OKEECHOBEE, Fla. -- Brandon Palaniuk has a 250-horsepoewer engine and a high-powered trolling motor on his bass boat to help him go fast.
But for the moment, he was relying on an old-fashioned way to negotiate through a sea of grass in Lake Okeechobee, a world-famous bass lake in the Everglades.
He was using a long push pole, slowly guiding his bass boat through the thick, chest-high vegetation waving in the wind.
"I had never fished this large of an expanse of grass until I came here," said Palaniuk, who is from Coeur d'Alene, Idaho, and fishes on the Bassmaster Elite pro circuit.
"This is new to me. But I do know that if you can push through this thick stuff and get to a little spot where it opens up, a lot of times, that's where the bass will be.
"There are some huge bass in here; it's just a matter of finding where they live."
Moments after watching an alligator lazily swim through the shallows, Palaniuk found one of those remote openings he was looking for. He started by moving a swimbait across the surface. Then he began flipping a Berkley Pit Boss plastic bait to the edges of the grass.
When he saw his line start to move sideways, he set the hook and watched as a bass burst to the surface. He quickly yanked the 3-pound fish into the boat and admired it for a second before plunking it back.

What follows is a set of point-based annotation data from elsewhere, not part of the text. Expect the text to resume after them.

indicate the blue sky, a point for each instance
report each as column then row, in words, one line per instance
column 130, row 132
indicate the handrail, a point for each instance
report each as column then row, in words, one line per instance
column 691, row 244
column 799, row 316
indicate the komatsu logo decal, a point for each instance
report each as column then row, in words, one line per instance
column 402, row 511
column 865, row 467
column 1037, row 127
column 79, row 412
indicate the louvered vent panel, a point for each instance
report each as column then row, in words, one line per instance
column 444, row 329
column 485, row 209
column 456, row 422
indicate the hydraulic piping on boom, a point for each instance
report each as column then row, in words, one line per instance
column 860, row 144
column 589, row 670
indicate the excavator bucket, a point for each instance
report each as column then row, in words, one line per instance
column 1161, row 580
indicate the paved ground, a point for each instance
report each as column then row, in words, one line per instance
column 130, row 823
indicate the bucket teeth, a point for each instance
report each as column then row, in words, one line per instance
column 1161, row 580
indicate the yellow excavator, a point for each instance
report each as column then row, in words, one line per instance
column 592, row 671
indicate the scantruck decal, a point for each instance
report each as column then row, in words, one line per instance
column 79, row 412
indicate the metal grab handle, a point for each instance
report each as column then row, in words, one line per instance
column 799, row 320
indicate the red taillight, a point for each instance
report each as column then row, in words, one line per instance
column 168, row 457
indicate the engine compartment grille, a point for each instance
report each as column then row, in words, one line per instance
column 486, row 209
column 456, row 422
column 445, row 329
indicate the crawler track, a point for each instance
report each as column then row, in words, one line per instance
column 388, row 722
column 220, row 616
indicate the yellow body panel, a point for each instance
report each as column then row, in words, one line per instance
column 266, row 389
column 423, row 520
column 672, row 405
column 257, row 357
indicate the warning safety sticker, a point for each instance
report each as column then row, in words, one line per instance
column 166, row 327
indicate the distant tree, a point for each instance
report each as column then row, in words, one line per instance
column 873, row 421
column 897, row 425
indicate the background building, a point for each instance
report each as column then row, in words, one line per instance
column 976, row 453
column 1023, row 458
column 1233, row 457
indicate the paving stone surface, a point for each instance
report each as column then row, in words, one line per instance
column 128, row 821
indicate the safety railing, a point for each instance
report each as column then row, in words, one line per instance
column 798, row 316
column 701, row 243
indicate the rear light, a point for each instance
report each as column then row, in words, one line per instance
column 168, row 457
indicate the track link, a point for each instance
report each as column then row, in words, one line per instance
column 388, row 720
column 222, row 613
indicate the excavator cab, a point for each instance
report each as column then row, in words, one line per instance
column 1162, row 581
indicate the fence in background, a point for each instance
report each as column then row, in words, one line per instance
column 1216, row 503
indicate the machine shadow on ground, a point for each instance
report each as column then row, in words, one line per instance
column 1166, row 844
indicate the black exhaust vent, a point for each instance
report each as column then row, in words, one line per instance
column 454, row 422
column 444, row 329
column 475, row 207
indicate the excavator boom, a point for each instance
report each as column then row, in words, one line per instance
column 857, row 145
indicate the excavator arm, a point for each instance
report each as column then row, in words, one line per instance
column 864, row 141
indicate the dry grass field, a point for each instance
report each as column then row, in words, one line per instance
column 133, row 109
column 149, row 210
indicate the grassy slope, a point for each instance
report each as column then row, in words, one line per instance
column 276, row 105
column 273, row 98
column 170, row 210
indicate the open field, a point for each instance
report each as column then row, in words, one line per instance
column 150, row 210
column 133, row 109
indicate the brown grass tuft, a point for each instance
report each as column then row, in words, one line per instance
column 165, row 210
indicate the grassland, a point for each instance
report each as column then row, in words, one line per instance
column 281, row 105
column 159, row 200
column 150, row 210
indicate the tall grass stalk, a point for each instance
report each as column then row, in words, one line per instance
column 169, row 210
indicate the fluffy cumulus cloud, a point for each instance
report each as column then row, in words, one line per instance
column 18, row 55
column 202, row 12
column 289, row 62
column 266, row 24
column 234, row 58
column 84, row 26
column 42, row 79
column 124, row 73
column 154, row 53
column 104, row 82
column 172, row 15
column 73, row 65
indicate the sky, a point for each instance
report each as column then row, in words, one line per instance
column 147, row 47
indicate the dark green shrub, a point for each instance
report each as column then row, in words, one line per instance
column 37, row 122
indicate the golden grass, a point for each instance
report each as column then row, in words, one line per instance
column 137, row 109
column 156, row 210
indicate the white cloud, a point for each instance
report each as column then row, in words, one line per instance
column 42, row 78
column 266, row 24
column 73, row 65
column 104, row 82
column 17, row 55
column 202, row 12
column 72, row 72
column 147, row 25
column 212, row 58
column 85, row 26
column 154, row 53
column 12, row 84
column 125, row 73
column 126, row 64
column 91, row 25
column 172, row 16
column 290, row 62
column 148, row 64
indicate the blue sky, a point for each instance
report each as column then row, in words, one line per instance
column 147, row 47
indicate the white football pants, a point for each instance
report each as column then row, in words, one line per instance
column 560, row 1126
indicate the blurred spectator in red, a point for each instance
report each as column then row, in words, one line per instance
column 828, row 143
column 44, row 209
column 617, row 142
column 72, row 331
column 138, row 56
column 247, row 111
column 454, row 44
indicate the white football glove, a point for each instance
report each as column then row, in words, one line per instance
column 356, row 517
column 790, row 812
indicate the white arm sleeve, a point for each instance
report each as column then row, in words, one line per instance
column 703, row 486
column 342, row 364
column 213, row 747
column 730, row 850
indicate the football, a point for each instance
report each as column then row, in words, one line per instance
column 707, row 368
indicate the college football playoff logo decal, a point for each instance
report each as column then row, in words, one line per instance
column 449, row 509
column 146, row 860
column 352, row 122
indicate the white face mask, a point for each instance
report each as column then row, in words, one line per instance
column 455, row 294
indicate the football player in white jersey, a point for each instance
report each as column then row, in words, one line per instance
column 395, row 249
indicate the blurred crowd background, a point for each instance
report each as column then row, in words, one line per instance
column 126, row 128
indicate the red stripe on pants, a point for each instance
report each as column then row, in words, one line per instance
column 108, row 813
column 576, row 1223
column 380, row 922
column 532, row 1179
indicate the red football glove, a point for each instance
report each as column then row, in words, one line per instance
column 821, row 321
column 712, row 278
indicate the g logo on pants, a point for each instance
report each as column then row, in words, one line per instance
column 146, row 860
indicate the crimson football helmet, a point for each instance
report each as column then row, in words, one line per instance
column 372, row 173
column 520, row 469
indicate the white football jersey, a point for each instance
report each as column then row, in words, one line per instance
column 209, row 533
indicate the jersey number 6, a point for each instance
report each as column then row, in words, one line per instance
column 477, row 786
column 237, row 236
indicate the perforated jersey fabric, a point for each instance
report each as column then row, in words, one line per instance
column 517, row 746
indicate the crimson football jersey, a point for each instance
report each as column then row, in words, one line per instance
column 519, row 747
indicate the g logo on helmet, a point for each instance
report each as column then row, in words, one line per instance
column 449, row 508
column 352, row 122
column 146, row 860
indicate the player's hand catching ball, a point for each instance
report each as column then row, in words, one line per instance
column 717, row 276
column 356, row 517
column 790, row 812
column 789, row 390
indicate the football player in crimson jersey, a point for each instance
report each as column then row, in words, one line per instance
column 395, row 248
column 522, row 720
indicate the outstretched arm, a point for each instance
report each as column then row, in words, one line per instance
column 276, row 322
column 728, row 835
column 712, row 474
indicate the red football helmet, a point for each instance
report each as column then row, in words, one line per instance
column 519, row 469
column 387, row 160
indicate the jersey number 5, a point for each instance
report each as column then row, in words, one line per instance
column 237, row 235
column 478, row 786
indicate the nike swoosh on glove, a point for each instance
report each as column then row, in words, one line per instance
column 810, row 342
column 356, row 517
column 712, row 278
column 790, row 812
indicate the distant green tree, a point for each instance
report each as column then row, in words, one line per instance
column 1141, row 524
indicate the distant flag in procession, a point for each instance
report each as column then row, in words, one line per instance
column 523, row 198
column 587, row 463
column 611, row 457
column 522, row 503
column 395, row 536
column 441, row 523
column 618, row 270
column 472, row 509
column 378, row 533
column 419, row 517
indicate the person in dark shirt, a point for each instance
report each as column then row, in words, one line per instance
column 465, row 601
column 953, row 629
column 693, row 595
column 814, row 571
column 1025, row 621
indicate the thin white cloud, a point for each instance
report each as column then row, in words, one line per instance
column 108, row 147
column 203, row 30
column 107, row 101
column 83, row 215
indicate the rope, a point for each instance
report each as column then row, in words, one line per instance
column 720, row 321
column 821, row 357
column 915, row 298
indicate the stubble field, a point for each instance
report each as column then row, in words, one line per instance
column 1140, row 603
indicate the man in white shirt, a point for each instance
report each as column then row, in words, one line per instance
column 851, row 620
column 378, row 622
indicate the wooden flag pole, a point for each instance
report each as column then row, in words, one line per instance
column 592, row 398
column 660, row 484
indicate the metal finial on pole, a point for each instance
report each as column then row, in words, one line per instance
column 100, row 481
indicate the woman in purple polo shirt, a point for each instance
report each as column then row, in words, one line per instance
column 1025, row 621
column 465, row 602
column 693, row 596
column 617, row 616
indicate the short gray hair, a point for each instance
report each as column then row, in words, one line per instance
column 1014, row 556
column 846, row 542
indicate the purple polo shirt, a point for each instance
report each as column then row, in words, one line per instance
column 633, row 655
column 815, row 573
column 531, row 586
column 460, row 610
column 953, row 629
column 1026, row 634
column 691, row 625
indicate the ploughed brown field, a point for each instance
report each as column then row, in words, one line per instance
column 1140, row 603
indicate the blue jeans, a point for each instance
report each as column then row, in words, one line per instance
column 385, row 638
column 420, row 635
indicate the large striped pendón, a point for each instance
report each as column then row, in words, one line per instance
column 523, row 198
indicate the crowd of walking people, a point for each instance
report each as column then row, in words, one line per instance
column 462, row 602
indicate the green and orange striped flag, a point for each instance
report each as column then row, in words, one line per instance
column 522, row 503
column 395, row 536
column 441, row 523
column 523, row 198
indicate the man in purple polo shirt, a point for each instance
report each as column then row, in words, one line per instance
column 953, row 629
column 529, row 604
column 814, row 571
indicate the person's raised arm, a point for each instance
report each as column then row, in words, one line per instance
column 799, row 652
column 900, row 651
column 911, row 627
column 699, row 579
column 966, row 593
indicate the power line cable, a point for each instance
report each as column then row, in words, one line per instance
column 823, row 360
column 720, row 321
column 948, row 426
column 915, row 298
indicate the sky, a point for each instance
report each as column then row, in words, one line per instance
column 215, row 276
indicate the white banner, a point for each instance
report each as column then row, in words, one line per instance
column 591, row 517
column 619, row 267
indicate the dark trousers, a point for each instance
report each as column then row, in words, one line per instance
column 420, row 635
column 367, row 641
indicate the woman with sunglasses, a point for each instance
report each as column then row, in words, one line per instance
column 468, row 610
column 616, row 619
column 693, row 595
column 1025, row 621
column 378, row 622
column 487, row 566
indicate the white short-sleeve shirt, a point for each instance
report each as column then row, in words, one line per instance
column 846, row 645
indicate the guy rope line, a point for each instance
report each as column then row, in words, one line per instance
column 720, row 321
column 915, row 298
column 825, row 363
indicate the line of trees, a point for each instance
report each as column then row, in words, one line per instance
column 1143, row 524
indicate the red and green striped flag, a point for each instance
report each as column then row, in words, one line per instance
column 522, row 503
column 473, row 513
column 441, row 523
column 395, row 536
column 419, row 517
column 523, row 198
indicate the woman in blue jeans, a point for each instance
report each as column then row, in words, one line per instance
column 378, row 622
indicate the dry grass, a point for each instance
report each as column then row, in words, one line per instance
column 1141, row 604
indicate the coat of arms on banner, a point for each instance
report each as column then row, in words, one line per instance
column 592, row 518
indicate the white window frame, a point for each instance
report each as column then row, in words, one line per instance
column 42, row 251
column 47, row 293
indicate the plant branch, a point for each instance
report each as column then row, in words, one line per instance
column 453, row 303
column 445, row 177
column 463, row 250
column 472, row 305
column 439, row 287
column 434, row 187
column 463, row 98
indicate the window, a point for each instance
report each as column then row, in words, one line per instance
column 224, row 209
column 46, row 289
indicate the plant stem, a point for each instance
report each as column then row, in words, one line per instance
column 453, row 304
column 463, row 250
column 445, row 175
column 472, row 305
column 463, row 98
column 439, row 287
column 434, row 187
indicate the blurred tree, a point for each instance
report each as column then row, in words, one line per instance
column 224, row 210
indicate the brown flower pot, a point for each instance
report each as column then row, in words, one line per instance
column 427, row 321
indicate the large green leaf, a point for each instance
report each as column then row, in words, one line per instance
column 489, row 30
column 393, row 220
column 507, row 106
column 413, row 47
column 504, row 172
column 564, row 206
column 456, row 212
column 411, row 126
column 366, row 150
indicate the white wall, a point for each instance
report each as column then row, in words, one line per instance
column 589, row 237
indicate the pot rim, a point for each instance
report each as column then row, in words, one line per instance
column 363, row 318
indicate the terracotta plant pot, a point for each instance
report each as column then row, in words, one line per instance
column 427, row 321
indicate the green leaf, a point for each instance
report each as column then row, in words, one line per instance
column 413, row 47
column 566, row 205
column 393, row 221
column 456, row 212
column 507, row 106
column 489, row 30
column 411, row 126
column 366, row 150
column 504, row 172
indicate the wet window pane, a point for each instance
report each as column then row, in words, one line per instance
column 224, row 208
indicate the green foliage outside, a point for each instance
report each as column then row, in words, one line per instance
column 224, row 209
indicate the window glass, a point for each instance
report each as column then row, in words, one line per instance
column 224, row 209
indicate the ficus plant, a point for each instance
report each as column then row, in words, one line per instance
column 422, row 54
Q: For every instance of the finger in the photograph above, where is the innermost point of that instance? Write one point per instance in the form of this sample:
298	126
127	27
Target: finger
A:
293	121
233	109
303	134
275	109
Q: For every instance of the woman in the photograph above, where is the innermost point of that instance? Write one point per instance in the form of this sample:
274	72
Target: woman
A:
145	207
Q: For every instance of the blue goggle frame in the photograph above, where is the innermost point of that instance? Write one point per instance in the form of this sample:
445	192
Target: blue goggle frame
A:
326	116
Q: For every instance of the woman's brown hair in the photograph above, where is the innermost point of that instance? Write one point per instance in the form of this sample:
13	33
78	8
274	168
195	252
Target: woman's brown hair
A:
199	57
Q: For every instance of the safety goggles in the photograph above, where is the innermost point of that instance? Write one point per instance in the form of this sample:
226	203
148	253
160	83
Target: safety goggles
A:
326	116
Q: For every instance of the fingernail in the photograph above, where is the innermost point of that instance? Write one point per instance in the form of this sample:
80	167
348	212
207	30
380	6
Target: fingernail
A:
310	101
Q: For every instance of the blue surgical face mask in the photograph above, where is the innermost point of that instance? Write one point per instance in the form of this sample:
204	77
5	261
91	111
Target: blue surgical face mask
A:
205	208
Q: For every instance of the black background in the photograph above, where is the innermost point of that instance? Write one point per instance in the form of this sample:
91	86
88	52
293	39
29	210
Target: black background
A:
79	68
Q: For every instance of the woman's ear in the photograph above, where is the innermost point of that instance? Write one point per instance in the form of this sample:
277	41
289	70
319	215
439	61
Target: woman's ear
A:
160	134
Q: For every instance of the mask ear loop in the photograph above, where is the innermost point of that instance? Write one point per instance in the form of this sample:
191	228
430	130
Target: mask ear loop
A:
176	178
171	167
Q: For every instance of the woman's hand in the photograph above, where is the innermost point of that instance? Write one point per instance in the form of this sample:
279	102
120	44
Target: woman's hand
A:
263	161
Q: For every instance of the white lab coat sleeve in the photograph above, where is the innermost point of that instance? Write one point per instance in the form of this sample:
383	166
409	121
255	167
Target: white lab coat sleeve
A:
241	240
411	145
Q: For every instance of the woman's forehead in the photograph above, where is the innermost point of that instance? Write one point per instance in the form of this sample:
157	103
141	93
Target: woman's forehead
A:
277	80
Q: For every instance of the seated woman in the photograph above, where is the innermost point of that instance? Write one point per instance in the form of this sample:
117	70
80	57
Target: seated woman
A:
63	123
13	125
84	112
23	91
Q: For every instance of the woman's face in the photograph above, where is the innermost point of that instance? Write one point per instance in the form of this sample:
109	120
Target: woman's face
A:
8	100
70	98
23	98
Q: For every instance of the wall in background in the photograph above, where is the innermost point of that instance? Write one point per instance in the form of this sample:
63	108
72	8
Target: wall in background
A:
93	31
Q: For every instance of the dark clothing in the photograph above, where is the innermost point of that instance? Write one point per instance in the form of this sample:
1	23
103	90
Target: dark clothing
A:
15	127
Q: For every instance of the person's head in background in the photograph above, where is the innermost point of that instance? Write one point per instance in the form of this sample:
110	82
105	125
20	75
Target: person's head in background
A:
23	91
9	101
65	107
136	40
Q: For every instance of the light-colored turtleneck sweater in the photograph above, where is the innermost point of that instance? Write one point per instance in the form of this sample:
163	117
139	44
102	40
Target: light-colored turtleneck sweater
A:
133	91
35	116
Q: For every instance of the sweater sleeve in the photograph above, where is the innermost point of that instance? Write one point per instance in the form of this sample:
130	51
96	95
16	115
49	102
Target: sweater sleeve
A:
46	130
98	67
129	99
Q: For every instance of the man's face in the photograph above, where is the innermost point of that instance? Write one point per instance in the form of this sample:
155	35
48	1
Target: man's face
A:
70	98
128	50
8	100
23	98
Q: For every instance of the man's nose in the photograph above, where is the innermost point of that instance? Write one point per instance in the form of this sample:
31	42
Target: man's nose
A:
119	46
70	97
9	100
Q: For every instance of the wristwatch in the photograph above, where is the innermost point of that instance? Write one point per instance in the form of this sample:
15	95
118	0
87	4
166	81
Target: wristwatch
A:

"There are lots of fish like that in here," Palaniuk said. "It takes big ones to win a tournament here."
Palaniuk caught one of those big ones - a bass he estimated at 8 pounds - the day before. And in his first day on the lake, he landed five bass that he estimated would push 25 pounds.
Tournament practice
He caught some of that action on a video with a small camera that he mounts to the side of his boat. He posted that video on his website, bmpfishing.com, then he resumed his week-long search for Florida bass.
Now he was moving around, exploring new areas. He was practicing for the Bassmaster Elite tournament March 22-25 at Okeechobee. More than anything, he was looking for little hard-to-reach hot spots that might pay off in a national tournament.
"It's late January and we have more than a foot of snow on the ground back in Idaho," Palaniuk said. "Here, the water temperature is in the 70s and the bass are getting ready to spawn."
Palaniuk knows prospecting for out-of-the way spots may pay off.
That's why he had been fishing from sunup to sundown for four straight days, trying to uncover some of the secrets to fishing a massive body of water like Okeechobee.
The Big O is the second-largest freshwater body of water in the contiguous United States and looms like an inland ocean. It covers 730 square miles and includes more than 150,000 acres of vegetation.
That's a lot of room for bass to hide. But there are huge prizes in the center of those mazes.
'Just a little different'
Consider an FLW Tour event at Okeechobee on Feb. 9-12. The winner, Randall Tharp of Gardendale, Ala., caught 20 bass weighing a whopping 101 pounds, 12 ounces. That was an FLW Tour record and proof that Lake Okeechobee still has monstrous bass.
Tharp was flipping a plastic bait, using a heavy weight to punch it through the thick mats of vegetation.
"It was a lot colder than usual down there for February, and I think the bass were keeping warm under those mats," Tharp said.
When Palaniuk went fishing, it was Chamber of Commerce weather. Temperatures were in the mid to high 70s, and a warm breeze rippled the water.
But that doesn't mean the bass were super aggressive. Palaniuk caught bass, but he had to work for them. He made countless casts to the edge of vegetation before finally getting a strike.
"Okeechobee is like everyplace else. You try to pick out areas that are just a little different from the other spots," he said. "It might be a place that has cattails instead of reeds, or maybe spots where hydrilla is mixed in, or a little point in the grass. That's what will attract bass."
For Palaniuk, 24, such days of fishing are part of living the dream.
A heavy-machinery operator, he did well in regional tournaments in Idaho and went on to win the BASS Federation Nation Tournament in 2010, which earned him a berth in the 2011 Bassmaster Classic.
He finished fourth in that event, then did well in his first year on the Elite Pro Tour, finishing in the money in six of eight tournaments.
He will fish in his second consecutive Classic this week on the Red River out of Shreveport, La.
He is on the road constantly, practicing for tournaments and trying to learn new bodies of water. He often sleeps in the back of his pickup camper to save money.
At Okeechobee, he allowed himself the rare treat of staying in a motel.
"I've learned that you can survive on peanut butter and jelly for a year," he joked. "But this has been great. To be able to come to places like Okeechobee and fish for a week, that's something I had always dreamed about."